Equifax CEO retires amid probe
Equifax CEO Richard Smith retired effective immediately on Tuesday, as the credit reporting agency tries to clean up the mess left by a damaging data breach that exposed highly sensitive information about 143 million Americans.
His departure follows those of two other high-ranking executives after Equifax disclosure that hackers exploited a software flaw that the company didn't fix to access people's Social Security numbers, birth dates and other personal data that provide the keys to identify theft.
Smith, who had been Equifax's CEO since 2005, will also step down from the chairman post. Paulino do Rego Barros Jr, most recently president of the Asia Pacific region, was named interim CEO, while board member Mark Feidler was appointed non-executive chairman. Equifax said it will look both inside and outside the company for a permanent CEO.
Equifax said Smith was retiring, but will not receive his annual bonus and other potential retirement-related benefits until the company's board concludes an independent review of the data breach. If the review does not find Smith at fault, he could walk away with a retirement package of at least US$18.48 million, along the value of the stock and options he was paid out over his 12-year tenure.

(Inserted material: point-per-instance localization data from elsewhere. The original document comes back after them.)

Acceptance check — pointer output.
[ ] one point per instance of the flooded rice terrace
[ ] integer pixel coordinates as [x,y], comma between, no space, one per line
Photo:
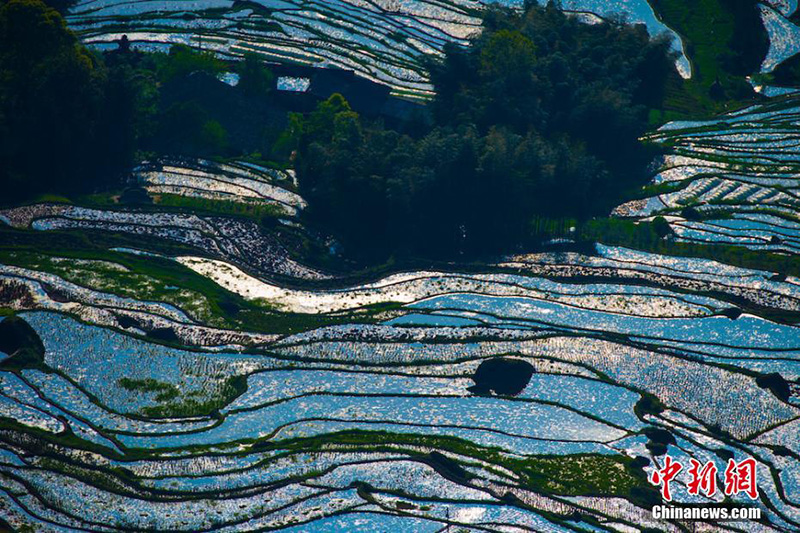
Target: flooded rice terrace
[158,404]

Even with the departures of three top executives, Equifax is still facing several inquiries and class-action lawsuits, including Congressional investigations, queries by the Federal Trade Commission and the Consumer Financial Protection Bureau, as well as several state attorneys general.
Three executives, none of them among those who have left, were found to have sold stock for a combined US$1.8 million before Equifax disclosed the most serious breach, though the company says they were unaware of it at the time.
Although analysts had previously applauded Equifax's performance under Smith, he and the rest of his management team had come under fire for lax security and its response to the breach. Confusion over the terms of credit-monitoring protection and jammed phone lines added to people's ire. Its stock has lost a third of its value a US$5.5 billion setback.
The data breach might not have happened if Equifax had responded promptly to a March warning about a known security weakness in a piece of open-source software called Apache Struts. Even though a repair was released, Equifax didn't immediately install it. Digital burglars used the crack in Equifax's computer systems to break in from May 13 through July 30, according to the company's accounting.
Equifax said it didn't fathom the breadth of information that had been stolen until shortly before issuing a public alert on September 7, triggering the wave of withering condemnations that has led to Smith's departure.